6.3.2 Different Approximation Approaches
It would be perfect if the context-free grammar (generating actual regular language) could be used as a general form of specification, and an equivalent finite-state automaton could be transformed from it to be used in the recognition process. Unfortunately, there is no general algorithm that would map an arbitrary context-free grammar generating a regular language into a corresponding finite-state automaton. (See Theorem 8.15 in Hopcroft and Ullman [1979])
However, in the existing literature, a number of methods have been proposed for
approximating a context-free language with a finite-state automaton. Nederhof
[2000a] gives a good survey of different approximation methods.
Several of these methods can be categorized into two classes: one class of approaches constructs a pushdown automaton from the grammar, where the language accepted by the automaton is identical to the language generated by the grammar, and then approximates the pushdown automaton with a finite automaton [Johnson, 1998; Grimley Evans, 1997; Pereira & Wright, 1997]. Among them, there are two kinds of pushdown automaton approximation – subset and superset approximation. The subset approximations such as the one of Johnson [1998] reduce the infinite set of stacks in a pushdown automaton to a finite set leading to a finite automaton. The superset-approximations such as the one of Pereira and Wright [1997] build congruence classes of stack symbols and translate each congruence class to a unique state of a non-deterministic finite automaton.
Another superset approximation approach retains only the information about allowable terminals or pairs of adjacent parts of speech (cf. uni-gram, bi-grams, and tri-grams) [Stolcke & Segal, 1994).
A superset approximation based on recursive transition network is introduced in Nederhof [2000a]. The approach constructs a finite automaton for each non-terminal, and builds the complete recursive transaction network by collecting all finite automata of different non-terminals.
Many approximation approaches prove to be exact if the approximating context-free grammar is left-linear or right-linear [Grimley, 1997; Pereira & Wright, 1997; Nederhof, 2000a] Intuitively this can be explained by the fact that a left-linear or right-linear grammar is defined to be regular language and further equivalent to a finite-state automaton.

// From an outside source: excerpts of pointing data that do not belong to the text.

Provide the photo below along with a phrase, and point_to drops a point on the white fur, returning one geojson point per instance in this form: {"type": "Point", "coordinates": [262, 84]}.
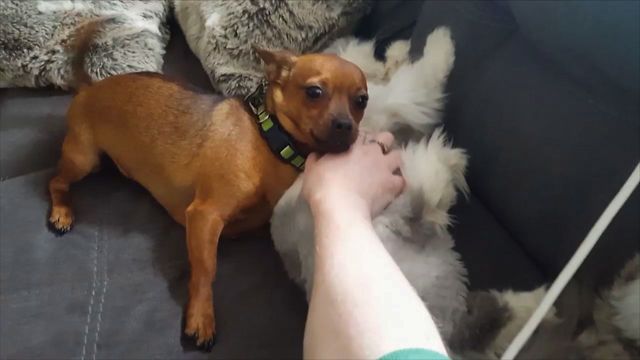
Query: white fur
{"type": "Point", "coordinates": [413, 227]}
{"type": "Point", "coordinates": [521, 305]}
{"type": "Point", "coordinates": [401, 93]}
{"type": "Point", "coordinates": [624, 299]}
{"type": "Point", "coordinates": [414, 96]}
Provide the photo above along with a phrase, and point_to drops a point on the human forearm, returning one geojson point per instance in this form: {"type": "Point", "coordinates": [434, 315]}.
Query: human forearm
{"type": "Point", "coordinates": [382, 315]}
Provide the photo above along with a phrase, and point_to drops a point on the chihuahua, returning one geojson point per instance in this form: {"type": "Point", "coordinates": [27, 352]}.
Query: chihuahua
{"type": "Point", "coordinates": [218, 166]}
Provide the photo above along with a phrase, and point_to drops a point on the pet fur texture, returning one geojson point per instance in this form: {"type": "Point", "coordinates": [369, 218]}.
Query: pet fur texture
{"type": "Point", "coordinates": [35, 38]}
{"type": "Point", "coordinates": [414, 226]}
{"type": "Point", "coordinates": [221, 33]}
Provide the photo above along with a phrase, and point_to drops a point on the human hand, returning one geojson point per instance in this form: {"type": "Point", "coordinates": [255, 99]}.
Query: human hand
{"type": "Point", "coordinates": [361, 181]}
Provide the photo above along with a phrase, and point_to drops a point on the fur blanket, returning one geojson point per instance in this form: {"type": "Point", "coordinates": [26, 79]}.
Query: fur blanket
{"type": "Point", "coordinates": [34, 38]}
{"type": "Point", "coordinates": [221, 33]}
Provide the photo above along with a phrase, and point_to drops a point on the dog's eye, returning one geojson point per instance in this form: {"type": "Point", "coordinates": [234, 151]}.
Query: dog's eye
{"type": "Point", "coordinates": [314, 92]}
{"type": "Point", "coordinates": [361, 101]}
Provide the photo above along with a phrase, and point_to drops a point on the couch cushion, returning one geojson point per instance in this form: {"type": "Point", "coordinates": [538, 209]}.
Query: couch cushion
{"type": "Point", "coordinates": [115, 286]}
{"type": "Point", "coordinates": [547, 152]}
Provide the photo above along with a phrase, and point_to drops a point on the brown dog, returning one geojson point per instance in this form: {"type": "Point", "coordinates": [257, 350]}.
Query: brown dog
{"type": "Point", "coordinates": [205, 159]}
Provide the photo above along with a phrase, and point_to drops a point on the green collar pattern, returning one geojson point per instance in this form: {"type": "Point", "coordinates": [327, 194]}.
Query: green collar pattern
{"type": "Point", "coordinates": [276, 137]}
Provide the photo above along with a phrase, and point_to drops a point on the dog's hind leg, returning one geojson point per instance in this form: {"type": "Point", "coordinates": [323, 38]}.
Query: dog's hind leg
{"type": "Point", "coordinates": [79, 157]}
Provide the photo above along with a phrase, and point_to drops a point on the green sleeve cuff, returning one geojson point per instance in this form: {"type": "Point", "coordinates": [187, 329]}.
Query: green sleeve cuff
{"type": "Point", "coordinates": [414, 354]}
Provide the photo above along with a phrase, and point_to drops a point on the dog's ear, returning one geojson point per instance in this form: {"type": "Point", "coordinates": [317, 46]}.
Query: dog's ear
{"type": "Point", "coordinates": [278, 63]}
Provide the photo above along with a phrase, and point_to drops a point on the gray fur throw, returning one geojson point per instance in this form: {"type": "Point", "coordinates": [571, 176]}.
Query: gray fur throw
{"type": "Point", "coordinates": [221, 33]}
{"type": "Point", "coordinates": [35, 37]}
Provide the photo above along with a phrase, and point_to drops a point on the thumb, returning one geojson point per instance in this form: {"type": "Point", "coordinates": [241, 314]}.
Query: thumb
{"type": "Point", "coordinates": [311, 160]}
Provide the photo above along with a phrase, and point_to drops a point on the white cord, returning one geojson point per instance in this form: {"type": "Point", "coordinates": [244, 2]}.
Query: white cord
{"type": "Point", "coordinates": [572, 266]}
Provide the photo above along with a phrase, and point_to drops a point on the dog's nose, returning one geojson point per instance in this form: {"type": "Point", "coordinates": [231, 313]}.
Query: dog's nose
{"type": "Point", "coordinates": [344, 126]}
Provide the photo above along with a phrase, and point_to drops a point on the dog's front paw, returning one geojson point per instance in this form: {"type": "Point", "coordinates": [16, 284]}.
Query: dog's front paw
{"type": "Point", "coordinates": [60, 220]}
{"type": "Point", "coordinates": [397, 54]}
{"type": "Point", "coordinates": [199, 328]}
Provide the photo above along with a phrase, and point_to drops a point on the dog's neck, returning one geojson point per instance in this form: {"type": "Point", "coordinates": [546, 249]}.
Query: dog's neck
{"type": "Point", "coordinates": [282, 144]}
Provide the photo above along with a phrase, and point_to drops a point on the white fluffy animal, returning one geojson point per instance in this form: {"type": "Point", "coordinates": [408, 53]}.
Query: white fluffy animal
{"type": "Point", "coordinates": [414, 227]}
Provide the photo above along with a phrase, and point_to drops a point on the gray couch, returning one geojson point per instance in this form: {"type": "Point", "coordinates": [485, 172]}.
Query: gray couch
{"type": "Point", "coordinates": [543, 96]}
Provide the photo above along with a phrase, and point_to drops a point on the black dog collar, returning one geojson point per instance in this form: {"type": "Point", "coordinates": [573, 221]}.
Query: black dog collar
{"type": "Point", "coordinates": [276, 137]}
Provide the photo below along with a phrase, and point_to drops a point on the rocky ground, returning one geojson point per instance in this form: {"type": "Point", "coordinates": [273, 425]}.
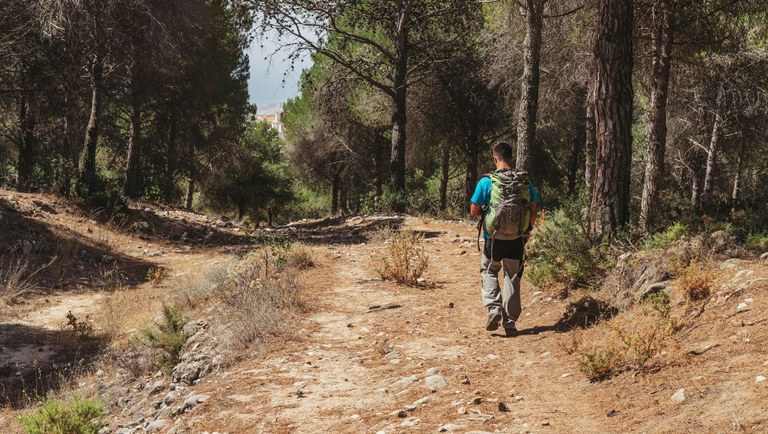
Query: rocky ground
{"type": "Point", "coordinates": [373, 356]}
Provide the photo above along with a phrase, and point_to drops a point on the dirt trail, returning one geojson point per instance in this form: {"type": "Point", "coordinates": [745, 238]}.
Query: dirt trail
{"type": "Point", "coordinates": [346, 369]}
{"type": "Point", "coordinates": [349, 369]}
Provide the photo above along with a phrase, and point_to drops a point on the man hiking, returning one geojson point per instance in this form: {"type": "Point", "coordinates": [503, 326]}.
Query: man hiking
{"type": "Point", "coordinates": [506, 202]}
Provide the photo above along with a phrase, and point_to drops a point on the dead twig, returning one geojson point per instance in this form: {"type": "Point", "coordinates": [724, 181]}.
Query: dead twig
{"type": "Point", "coordinates": [377, 308]}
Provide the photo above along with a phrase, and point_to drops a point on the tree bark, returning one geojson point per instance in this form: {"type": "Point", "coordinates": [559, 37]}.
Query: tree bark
{"type": "Point", "coordinates": [399, 115]}
{"type": "Point", "coordinates": [190, 193]}
{"type": "Point", "coordinates": [529, 96]}
{"type": "Point", "coordinates": [71, 133]}
{"type": "Point", "coordinates": [445, 168]}
{"type": "Point", "coordinates": [335, 194]}
{"type": "Point", "coordinates": [132, 184]}
{"type": "Point", "coordinates": [88, 171]}
{"type": "Point", "coordinates": [590, 145]}
{"type": "Point", "coordinates": [573, 165]}
{"type": "Point", "coordinates": [737, 176]}
{"type": "Point", "coordinates": [471, 179]}
{"type": "Point", "coordinates": [695, 189]}
{"type": "Point", "coordinates": [344, 197]}
{"type": "Point", "coordinates": [712, 150]}
{"type": "Point", "coordinates": [27, 141]}
{"type": "Point", "coordinates": [657, 115]}
{"type": "Point", "coordinates": [397, 158]}
{"type": "Point", "coordinates": [169, 181]}
{"type": "Point", "coordinates": [613, 118]}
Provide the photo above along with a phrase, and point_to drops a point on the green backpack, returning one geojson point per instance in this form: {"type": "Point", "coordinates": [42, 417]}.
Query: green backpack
{"type": "Point", "coordinates": [508, 215]}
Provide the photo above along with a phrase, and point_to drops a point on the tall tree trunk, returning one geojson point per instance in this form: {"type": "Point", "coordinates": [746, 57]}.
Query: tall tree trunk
{"type": "Point", "coordinates": [27, 141]}
{"type": "Point", "coordinates": [737, 176]}
{"type": "Point", "coordinates": [71, 133]}
{"type": "Point", "coordinates": [573, 164]}
{"type": "Point", "coordinates": [695, 189]}
{"type": "Point", "coordinates": [335, 194]}
{"type": "Point", "coordinates": [590, 144]}
{"type": "Point", "coordinates": [714, 145]}
{"type": "Point", "coordinates": [169, 181]}
{"type": "Point", "coordinates": [399, 117]}
{"type": "Point", "coordinates": [397, 158]}
{"type": "Point", "coordinates": [378, 167]}
{"type": "Point", "coordinates": [529, 96]}
{"type": "Point", "coordinates": [88, 171]}
{"type": "Point", "coordinates": [471, 179]}
{"type": "Point", "coordinates": [132, 184]}
{"type": "Point", "coordinates": [657, 114]}
{"type": "Point", "coordinates": [613, 117]}
{"type": "Point", "coordinates": [190, 192]}
{"type": "Point", "coordinates": [344, 197]}
{"type": "Point", "coordinates": [445, 168]}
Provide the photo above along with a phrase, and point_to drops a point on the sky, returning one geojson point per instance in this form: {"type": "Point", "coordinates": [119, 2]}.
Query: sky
{"type": "Point", "coordinates": [265, 87]}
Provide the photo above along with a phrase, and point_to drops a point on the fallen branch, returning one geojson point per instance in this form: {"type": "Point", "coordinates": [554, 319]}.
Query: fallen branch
{"type": "Point", "coordinates": [377, 308]}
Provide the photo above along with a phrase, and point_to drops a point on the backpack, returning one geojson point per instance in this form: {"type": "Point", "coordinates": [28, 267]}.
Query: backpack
{"type": "Point", "coordinates": [508, 215]}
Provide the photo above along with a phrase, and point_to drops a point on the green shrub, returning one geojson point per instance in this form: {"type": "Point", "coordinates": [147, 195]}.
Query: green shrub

Furthermore, in Nederhof [2000a] it is proven that context-free grammars that are not self-embedding generate regular languages. According to Chomsky [1959b], a self- embedding grammar is defined as follows:
A grammar is self-embedding if there is some A∈N , such that
A→
*αAβ
for someα
≠ε
andβ
≠ε
.A grammar that is not self-embedding is defined to be a strongly regular grammar. [Nederhof, 2000b]. The proof is based on a constructive algorithm mapping a strongly regular grammar into an equivalent finite automaton [Nederhof, 2000a; Nederhof, 2000b]. This proof is not in conflict with the theorem [Theorem 8.15 in Hopcroft & Ullman, 1979], since the condition of strong regularity is a sufficient condition for the language to be regular, but is not a necessary condition. It means there are some grammars which are not strongly regular but which generate regular language. For such grammars, the approximations generate a larger language. In practice, the finite automata approximation is normally applied to enhance the recognition accuracy. They are used as a frond-end filter to the real parser. So it is allowed that a certain percentage of ungrammatical input is recognized. Also it is allowed that “pathological” grammatical sentences are rejected that seldom occur in practice; an example are sentences requiring multiple levels of self-embedding. According to these practical considerations, most approximations are accepted according to their approximation quality. The most serious problem is actually the complexity of the construction of the automata from the compact representation for large grammars [Nederhof, 2000a].